You’ve probably heard of genetic testing for cancer susceptibility, but the more recent and broader field of genomics is also having a wide-reaching impact on personalizing patient care.
To start with the more familiar term, genetics is the study of single genes and their effects. For example, certain inherited mutations in the BRCA1 or BRCA2 genes greatly increase a woman’s risk of breast and ovarian cancer. Awareness of these genes has recently been increased as a result of the attention brought to them by Angelina Jolie and the difficult decisions she faced. Mutations in these genes can be passed down through either the mother’s or the father’s side of the family. If a woman tests positive for a BRCA mutation, there are steps that she can take to reduce her cancer risk or to detect cancer at an early stage.

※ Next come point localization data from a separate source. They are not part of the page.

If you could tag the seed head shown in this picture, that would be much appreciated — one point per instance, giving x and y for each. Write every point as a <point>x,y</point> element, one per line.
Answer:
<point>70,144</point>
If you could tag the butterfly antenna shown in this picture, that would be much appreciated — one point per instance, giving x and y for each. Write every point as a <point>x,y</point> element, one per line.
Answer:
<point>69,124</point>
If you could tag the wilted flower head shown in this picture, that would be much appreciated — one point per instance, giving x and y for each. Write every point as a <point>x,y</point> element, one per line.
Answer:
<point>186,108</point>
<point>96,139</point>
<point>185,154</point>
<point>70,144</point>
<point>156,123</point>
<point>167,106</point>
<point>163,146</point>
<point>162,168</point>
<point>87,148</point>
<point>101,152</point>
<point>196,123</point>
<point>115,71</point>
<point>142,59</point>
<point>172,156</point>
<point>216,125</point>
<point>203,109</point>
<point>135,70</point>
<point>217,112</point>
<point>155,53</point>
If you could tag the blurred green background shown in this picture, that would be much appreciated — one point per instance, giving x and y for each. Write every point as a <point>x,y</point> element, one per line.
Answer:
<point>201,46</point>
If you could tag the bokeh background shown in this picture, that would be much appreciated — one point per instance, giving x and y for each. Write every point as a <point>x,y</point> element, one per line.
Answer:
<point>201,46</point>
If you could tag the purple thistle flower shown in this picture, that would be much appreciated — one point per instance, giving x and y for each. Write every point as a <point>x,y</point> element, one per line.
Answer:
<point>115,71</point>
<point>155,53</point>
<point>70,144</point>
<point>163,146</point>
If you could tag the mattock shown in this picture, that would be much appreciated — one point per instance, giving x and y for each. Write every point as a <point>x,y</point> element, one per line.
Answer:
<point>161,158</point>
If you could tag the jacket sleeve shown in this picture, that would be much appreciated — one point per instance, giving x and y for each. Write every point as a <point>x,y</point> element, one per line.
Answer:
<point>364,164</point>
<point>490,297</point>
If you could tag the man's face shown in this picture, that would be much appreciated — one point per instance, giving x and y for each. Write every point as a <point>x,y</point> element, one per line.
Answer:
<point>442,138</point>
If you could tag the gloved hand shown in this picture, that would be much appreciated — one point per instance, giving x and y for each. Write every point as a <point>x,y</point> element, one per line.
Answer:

Genomics generally refers to the study of the study of the entire genome (all of the DNA in an organism). Genomics can consider multiple genes and how they interact with each other and the environment to affect health. Examples of genomic tests are the Oncotype DX test which is now available for use in breast, colon and prostate cancer. The Oncotype DX tests evaluate the activity of several genes in a sample of tumor tissue in order to assess the likelihood of cancer recurrence. This information about recurrence risk is then available to help patients make decisions about their treatment in consultation with their doctor. Oncotype DX can help many patients avoid receiving chemotherapy unnecessarily, or provide confidence that chemotherapy is the best treatment option.
Similarly, research that combines genomics with pharmacology (pharmacogenomics) is studying how genetic variation affects an individual’s response to particular medications. Variability in genes involved with drug metabolism can have a substantial effect on drug response and drug side effects. Progress in this area is likely to contribute to more individualized, more effective, and less toxic drug treatments.
In short, research in genomics is expanding at a rapid rate and will have a profound effect on many aspects of disease prevention, diagnosis, and treatment. Diseases such as cancer are remarkably complex; genomics provides researchers and physicians with tools to explore and address these complexities.
Learn more about the role of Genomic testing:
- Breast Cancer
- Colon Cancer
- Early Stage Prostate Cancer
The study of genes and proteins can help us understand our risks for various cancers, choose the best treatments when a diagnosis is made, and take preventive steps against disease types for which we may be at high risk.